The groups’ petition, available at www.vvcivic.com, states among other things that the environmental document: fails to adequately disclose or analyze all of the Project’s potentially significant direct, indirect, cumulative and growth-inducing impacts, including but not limited to impacts on air quality, climate change, biological resources and visual resources; fails to adequately analyze the Project’s potentially significant impacts on minority and/or low income populations; fails to adequately describe the current landfill’s air quality impacts because it relies on monitoring data from monitoring stations that are located too far away from the landfill to be reliable indicators of the landfill’s actual emissions; • fails to adequately analyze the efficacy of proposed mitigation measures, particularly mitigation measures intended to address the Project’s air quality emissions and odor; • fails to adequately describe and analyze the Project’s predictable health impacts; • fails to consider a reasonable range of alternatives.
Background Chiquita Canyon Landfill is located on Highway 126 immediately adjacent to the historic community of Val Verde.
Approximately 500 community members attended the hearing.
School children will be directly impacted by the expansion.
Santa Clarita Valley International Charter School has nearly 1000 students and will be less than a mile from the landfill border.
The Environmental Impact Report found that PM2.5 pollution is a significant umitigatable impact.
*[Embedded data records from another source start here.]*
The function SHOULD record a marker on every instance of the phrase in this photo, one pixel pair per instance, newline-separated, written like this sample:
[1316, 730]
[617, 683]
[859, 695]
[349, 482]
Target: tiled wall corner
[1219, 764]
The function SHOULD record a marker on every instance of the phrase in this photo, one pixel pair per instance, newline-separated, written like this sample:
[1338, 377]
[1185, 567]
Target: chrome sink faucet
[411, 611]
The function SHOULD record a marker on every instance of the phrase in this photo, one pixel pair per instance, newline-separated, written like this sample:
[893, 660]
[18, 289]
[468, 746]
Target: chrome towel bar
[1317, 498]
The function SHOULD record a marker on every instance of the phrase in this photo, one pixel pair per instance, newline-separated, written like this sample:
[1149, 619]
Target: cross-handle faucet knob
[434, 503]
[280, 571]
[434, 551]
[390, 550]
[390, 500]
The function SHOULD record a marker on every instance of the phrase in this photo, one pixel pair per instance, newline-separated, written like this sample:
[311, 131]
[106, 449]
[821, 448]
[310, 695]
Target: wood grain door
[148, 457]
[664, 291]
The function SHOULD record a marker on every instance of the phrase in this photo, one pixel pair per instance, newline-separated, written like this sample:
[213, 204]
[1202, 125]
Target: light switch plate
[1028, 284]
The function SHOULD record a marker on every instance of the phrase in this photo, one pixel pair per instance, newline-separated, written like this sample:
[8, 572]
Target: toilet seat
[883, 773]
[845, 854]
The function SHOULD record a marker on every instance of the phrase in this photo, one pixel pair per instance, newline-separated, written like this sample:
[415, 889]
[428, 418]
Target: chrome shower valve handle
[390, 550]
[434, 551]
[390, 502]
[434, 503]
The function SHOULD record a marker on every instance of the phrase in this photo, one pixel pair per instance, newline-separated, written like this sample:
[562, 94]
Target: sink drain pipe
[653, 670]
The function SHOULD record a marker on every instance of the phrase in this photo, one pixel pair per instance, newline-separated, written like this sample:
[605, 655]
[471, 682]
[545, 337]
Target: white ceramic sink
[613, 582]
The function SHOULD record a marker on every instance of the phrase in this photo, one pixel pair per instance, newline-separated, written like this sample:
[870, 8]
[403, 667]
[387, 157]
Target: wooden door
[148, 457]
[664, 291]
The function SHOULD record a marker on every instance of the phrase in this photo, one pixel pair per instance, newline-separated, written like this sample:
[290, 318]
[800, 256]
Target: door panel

“Approving this permit places the 2,500 residents in the community of Val Verde, and perhaps also important, the over 1,500 kids going to the school within two and a half miles from the border in high cancer, chemical and pollutant exposure areas, according to the EIR.3.” Erica Larsen, speaking for Val Verde Civic Association, said: “Residents are furious at the County’s and [landfill operator] Waste Connection’s blatant disregard of the 1997 agreement created during the last Chiquita Canyon Landfill expansion and officials disregard for hundreds of firsthand accounts of health issues.
The County should be held accountable for exploiting the low-income minority community of Val Verde.” “With the approval of this expansion, Chiquita Canyon Landfill will take in as much trash as some of the largest landfills in the United States, making the Santa Clarita Valley a dumping ground for much of the Southland’s trash,” said Lynne Plambeck, SCOPE president.